Men in general think very little of the devil and his devices, yet he is the most formidable enemy the human race has to contend with. There is only one attitude to have toward him, and that is to hit him. Don't pick up a sentence and smooth it and polish it and sugar-coat it, but shy it at him with all the rough corners on.
The devil has more sense than lots of little preachers.
Jesus said: "It is written." He didn't get up and quote Byron and Shakespeare. You get up and quote that stuff, and the devil will give you the ha! ha! until you're gray-haired. Give him the Word of God, and he will take the count mighty quick. "It is written, thou shall not tempt the Lord thy God."
Don't you ever think for a minute that the devil isn't on the job all the time. He has been rehearsing for thousands of years, and when you fool around in his back yard he will pat you on the back and tell you that you are "IT."
I'll fight the devil in my own way and I don't want people to growl that I am not doing it right.
The devil comes to me sometimes. Don't think that because I am a preacher the devil doesn't bother me any. The devil comes around regularly, and I put on the gloves and get busy right away.
I owe God everything; I owe the devil nothing except the best fight I can put up against him.
I assault the devil's stronghold and I expect no quarter and I give him none.
"I am Against Everything that the Devil is in Favor of"
I am in favor of everything the devil is against, and I am against everything the devil is in favor of—the dance, the booze, the brewery, my friends that have cards in their homes.
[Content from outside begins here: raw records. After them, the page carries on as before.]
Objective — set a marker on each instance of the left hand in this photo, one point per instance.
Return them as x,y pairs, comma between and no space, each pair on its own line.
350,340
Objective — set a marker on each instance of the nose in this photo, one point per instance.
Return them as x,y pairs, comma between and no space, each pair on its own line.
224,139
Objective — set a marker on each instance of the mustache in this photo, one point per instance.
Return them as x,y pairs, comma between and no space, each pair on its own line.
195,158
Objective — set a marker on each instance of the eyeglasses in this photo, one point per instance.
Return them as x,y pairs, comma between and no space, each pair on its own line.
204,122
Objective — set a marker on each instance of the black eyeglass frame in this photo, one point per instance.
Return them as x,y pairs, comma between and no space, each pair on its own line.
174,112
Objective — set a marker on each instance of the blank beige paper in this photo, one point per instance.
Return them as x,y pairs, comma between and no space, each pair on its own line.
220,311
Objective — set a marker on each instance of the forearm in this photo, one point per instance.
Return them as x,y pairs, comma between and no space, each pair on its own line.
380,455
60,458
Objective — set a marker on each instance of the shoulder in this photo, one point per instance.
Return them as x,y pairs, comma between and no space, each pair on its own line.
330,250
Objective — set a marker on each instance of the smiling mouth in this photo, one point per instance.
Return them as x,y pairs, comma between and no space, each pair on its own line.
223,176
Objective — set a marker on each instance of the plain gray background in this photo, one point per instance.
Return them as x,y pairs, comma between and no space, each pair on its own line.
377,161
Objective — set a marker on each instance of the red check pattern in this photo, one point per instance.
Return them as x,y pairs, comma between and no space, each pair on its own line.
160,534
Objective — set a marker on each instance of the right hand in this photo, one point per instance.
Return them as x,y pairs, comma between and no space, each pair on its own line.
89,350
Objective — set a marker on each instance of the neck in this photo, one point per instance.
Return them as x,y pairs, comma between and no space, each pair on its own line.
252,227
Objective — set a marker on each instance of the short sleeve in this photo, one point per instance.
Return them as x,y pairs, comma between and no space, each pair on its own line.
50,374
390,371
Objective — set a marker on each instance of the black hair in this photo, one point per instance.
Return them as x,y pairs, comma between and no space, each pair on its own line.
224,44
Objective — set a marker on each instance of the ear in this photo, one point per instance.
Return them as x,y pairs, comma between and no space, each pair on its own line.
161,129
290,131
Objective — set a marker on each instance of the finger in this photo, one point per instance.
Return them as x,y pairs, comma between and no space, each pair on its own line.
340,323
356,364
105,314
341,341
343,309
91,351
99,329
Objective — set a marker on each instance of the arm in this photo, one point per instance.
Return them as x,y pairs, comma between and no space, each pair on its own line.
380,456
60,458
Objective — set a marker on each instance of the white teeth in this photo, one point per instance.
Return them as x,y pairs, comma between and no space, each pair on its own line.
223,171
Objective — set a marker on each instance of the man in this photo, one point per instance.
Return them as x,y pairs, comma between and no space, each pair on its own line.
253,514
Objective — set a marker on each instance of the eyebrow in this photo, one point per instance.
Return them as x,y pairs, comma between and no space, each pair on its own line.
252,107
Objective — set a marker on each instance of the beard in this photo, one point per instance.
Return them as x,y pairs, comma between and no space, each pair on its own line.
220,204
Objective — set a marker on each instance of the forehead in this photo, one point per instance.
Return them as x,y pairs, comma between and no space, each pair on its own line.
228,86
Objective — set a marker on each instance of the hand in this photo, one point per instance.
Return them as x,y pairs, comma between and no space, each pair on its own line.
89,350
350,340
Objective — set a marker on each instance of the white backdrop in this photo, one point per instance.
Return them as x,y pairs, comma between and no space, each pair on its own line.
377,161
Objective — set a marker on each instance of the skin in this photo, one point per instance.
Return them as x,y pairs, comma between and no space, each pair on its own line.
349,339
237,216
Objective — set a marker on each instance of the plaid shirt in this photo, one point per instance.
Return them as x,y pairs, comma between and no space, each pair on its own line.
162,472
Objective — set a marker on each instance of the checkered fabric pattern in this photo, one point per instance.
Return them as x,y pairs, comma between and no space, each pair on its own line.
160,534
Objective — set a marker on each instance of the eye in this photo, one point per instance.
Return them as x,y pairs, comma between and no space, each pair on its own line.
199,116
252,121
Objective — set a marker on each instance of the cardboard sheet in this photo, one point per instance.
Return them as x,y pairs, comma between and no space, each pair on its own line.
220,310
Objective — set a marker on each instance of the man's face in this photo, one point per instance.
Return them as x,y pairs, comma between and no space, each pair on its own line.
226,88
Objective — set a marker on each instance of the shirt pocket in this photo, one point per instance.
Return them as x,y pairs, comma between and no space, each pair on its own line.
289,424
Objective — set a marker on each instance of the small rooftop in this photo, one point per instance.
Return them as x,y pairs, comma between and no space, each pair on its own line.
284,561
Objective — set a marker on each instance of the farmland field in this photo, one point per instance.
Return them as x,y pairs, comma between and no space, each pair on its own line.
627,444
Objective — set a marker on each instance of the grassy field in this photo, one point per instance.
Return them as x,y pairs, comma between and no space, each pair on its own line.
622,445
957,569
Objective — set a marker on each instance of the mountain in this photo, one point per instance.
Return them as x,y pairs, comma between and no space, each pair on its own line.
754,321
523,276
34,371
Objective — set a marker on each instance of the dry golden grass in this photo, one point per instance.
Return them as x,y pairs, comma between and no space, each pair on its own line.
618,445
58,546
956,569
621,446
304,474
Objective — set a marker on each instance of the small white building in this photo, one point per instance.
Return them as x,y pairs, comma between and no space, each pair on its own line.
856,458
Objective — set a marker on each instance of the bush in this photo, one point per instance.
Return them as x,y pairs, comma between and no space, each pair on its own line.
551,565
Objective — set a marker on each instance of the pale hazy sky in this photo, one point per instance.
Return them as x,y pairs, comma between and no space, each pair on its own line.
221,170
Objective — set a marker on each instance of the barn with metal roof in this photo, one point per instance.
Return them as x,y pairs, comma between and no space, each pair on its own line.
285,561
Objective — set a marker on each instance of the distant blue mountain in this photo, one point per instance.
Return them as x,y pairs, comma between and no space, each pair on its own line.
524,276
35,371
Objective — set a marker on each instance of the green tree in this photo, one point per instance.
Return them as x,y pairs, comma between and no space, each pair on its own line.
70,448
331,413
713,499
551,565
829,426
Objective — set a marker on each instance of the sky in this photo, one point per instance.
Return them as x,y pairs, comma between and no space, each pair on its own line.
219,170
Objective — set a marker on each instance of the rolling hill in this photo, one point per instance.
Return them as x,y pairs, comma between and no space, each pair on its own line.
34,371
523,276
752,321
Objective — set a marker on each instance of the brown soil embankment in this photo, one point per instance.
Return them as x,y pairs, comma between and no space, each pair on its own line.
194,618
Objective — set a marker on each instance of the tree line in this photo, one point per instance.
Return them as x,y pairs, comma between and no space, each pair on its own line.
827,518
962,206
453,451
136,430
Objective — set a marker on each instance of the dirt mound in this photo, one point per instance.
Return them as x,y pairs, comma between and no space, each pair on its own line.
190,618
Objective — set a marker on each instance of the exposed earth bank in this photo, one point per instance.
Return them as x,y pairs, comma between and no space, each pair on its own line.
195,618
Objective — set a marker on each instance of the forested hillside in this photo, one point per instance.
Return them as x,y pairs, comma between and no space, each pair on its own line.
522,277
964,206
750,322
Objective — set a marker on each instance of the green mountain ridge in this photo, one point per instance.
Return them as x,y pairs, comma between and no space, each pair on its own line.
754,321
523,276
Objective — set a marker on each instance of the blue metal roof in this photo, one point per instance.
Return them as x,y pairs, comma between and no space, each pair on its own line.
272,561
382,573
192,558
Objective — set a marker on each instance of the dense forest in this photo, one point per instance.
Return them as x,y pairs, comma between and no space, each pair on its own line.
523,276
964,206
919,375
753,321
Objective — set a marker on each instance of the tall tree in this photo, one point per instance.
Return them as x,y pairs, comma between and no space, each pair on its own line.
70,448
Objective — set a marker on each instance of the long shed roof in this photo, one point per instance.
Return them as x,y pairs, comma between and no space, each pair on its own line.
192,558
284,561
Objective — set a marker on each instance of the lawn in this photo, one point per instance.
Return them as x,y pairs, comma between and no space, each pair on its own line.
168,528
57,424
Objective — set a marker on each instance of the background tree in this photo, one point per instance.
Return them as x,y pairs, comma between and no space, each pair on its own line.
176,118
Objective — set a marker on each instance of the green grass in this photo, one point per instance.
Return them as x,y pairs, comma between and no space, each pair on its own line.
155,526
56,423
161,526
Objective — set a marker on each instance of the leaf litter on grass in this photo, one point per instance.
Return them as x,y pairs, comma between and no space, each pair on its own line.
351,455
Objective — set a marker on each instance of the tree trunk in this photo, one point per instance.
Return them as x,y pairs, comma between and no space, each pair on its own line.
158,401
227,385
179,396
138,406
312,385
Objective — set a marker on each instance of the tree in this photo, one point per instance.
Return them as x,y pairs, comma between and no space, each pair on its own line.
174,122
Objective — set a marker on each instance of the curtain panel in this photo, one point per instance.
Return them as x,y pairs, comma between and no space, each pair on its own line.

I am against everything that the devil is in favor of, and I favor everything the devil is against, no matter what it is. If you know which side the devil is on, put me down on the other side any time.
Hell is the highest reward that the devil can offer you for being a servant of his.
The devil's got a lot more sense than some of you preachers I know, and a lot of you old skeptics, who quote Shakespeare and Carlyle and Emerson and everybody and everything rather than the Bible.
When you hear a preacher say that he doesn't believe there is a devil, you can just bet your hat that he never preaches repentance. The men who do any preaching on repentance know there is a devil, for they hear him roar.
I drive the same kind of nails all orthodox preachers do. The only difference is that they use a tack hammer and I use a sledge.
The preacher of today who is a humanitarian question point is preaching to empty benches.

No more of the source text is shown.